Testing is hard: flakiness

A couple of days ago I was involved in a conversation in the Developer Productivity Slack channel about testing, and it made me think about how to effectively test large codebases with thousands (or millions) of tests.

So let me tell you a story on how to execute tests at scale.

But first, a secret: your tests are going to fail. Eventually. Not only because writing tests is hard but also because executing tests is not easy. Murphy’s law also applies to testing.

Imagine the simplest test you can write. Do you have something in mind? This is the simplest, most robust test that comes to my mind.

def assert_the_truth
  assert true
end

And it ~~will~~ can fail.

As pretentious as it sounds, I have come up with a theorem that explains it: The Infinite Testing Theorem.

The Infinite Testing Theorem states that any test executed an infinite number of times will almost surely fail.

But, why are you so sure? You’ll be wondering. And what options do we have to execute tests reliably, avoiding false negatives, false positives, and being able to trust in our test suite?

Well, fortunately we have many, because if we can’t trust in our tests, the tests are useless.

Single test execution

The most common approach when executing tests is to run bundle exec rake test or cargo test or any other test runner used in your projects.

These test runners scan your project looking for tests to execute. Once they’ve found what they’re looking for, they run the tests, usually in a different order every time the command is called to find the tests that depend on other tests to pass. That’s great. But sometimes it’s not enough to ensure quality in your test suite.

A green test suite doesn’t indicate that your tests will pass the next time.

Wait, what?

Yes. Flakiness is everywhere. We use computers, networks, compilers, runtimes, framewors. All of those things can fail, resulting in a flaky test¹.

There are two sources of flakiness we have to deal with:

Flaky tests: This are the tests that could fail or pass for the same configuration. The most common sources of flakiness are concurrency, caches or environments in a bad or unexpected state.
Infrastructure failures: Here I include bugs in the testing framework, the compiler, your computer, the network, your CI system, failures due to cosmic rays … I think you get the idea.

What can we do to address and fix this problems?

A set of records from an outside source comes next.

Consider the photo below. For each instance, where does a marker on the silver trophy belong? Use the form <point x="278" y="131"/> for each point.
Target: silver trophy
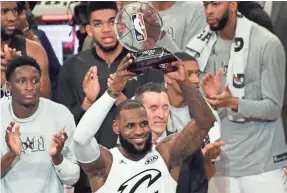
<point x="139" y="27"/>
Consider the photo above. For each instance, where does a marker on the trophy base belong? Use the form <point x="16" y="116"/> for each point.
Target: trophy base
<point x="156" y="58"/>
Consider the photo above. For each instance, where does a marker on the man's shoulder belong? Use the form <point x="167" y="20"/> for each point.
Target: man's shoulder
<point x="4" y="101"/>
<point x="261" y="35"/>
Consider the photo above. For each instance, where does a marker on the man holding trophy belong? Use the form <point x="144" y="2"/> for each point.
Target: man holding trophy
<point x="136" y="165"/>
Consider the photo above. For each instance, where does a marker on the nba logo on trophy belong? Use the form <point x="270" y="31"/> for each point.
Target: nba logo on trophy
<point x="139" y="25"/>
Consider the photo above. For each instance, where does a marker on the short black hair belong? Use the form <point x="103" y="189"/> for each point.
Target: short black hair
<point x="253" y="11"/>
<point x="20" y="61"/>
<point x="149" y="87"/>
<point x="99" y="5"/>
<point x="126" y="105"/>
<point x="185" y="56"/>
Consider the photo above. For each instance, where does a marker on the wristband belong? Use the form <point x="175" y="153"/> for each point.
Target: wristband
<point x="112" y="93"/>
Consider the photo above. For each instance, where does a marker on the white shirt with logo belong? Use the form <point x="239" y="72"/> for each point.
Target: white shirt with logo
<point x="148" y="175"/>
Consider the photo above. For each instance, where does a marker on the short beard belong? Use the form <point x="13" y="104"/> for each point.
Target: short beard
<point x="221" y="23"/>
<point x="130" y="148"/>
<point x="107" y="49"/>
<point x="6" y="36"/>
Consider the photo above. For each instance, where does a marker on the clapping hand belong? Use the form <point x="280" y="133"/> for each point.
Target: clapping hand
<point x="58" y="143"/>
<point x="212" y="84"/>
<point x="212" y="150"/>
<point x="91" y="86"/>
<point x="13" y="138"/>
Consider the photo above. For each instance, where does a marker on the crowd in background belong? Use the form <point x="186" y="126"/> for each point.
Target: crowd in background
<point x="250" y="154"/>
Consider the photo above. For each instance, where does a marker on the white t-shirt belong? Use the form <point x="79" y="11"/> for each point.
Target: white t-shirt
<point x="148" y="175"/>
<point x="33" y="170"/>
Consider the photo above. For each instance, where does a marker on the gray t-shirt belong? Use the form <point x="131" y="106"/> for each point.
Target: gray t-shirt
<point x="33" y="171"/>
<point x="255" y="146"/>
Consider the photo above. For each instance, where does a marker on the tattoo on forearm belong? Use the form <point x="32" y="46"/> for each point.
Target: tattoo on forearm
<point x="185" y="143"/>
<point x="199" y="108"/>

Well, here we need to make a decission: whether we care more about the quality of our test suite, or about having a passing test suite.

Execute tests multiple times

If we care about the quality of our test suite, we can do two different things when encountering a flaky test (that I can think of).

Fail the build if we have a test failure. This is the most common action to do and the default behavior of the test runners. But we can still end up with flaky tests that pass, although they will fail eventually.
Execute each test several times and fail the build if we find a test failure. This approach will reduce the number of flaky test faster but your test execution will be N times slower, being N the time it takes to execute the test suite.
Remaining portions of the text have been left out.